If there are sufficient data, we will conduct a sensitivity analysis to assess for any bias attributed to allocation concealment, as described in section "Assessment of risk of bias" above. We will also perform an analysis of all studies, including the quasi‐randomized studies versus only RCTs, if sufficient data exist.

Summary of findings tables

We will present the main results of the review in summary of findings tables, which provide key information concerning the quality of evidence, the magnitude of effect of the interventions examined, and the sum of available data on the main outcomes, as recommended by The Cochrane Collaboration (Schunemann 2008a). We plan to include the following main outcomes in the summary of findings tables: pain; disability/function; adverse events ‐ total; number of withdrawals due to adverse events; adverse events ‐ serious (as defined in 'Types of outcome measures', above); revision rate.

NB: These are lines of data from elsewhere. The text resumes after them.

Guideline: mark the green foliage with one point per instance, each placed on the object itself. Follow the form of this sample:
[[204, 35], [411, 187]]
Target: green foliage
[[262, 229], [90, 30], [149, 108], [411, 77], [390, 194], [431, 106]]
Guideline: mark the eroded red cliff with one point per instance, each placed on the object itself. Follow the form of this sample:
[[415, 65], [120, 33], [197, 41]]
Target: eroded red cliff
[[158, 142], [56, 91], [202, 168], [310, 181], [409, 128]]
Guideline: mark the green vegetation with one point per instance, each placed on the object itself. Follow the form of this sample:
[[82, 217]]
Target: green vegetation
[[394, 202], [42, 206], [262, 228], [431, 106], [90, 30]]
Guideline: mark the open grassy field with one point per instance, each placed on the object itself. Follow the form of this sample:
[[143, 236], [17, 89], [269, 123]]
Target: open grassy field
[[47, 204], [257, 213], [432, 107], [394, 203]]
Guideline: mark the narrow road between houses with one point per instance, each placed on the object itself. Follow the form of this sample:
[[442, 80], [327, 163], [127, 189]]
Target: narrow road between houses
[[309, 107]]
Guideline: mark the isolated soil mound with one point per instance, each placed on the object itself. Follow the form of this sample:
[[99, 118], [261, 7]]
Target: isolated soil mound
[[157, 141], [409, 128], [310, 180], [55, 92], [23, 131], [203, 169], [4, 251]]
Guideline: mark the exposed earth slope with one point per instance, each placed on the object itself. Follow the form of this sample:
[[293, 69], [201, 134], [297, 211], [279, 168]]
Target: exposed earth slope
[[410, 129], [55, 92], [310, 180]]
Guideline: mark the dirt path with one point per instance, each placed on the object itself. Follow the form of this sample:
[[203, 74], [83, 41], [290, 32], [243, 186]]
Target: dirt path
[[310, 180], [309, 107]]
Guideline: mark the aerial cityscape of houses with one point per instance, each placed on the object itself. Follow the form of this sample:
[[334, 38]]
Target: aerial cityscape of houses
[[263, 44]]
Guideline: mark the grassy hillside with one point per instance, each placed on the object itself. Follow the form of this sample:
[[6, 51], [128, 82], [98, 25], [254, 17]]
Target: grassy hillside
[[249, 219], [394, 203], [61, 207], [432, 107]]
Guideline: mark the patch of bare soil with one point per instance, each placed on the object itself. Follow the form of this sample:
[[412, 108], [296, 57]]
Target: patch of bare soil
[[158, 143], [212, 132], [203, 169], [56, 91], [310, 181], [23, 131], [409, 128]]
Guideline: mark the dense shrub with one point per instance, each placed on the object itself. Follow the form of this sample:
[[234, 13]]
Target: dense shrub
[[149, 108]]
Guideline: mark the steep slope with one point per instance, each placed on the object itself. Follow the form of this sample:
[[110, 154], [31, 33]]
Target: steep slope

In addition to the absolute and relative magnitude of effect provided in the summary of findings table, we will calculate the number needed to treat (NNT) from the control group event rate (unless the population event rate is known) and the risk ratio using the Visual Rx NNT calculator (Cates 2004). For continuous outcomes, we will calculate the NNT using the Wells calculator software available at the CMSG editorial office. We will determine the minimal clinically important difference (MCID) for each outcome for input into the calculator. The summary of findings table includes an overall grading of the evidence related to each of the main outcomes, using the GRADE approach (Schunemann 2008b).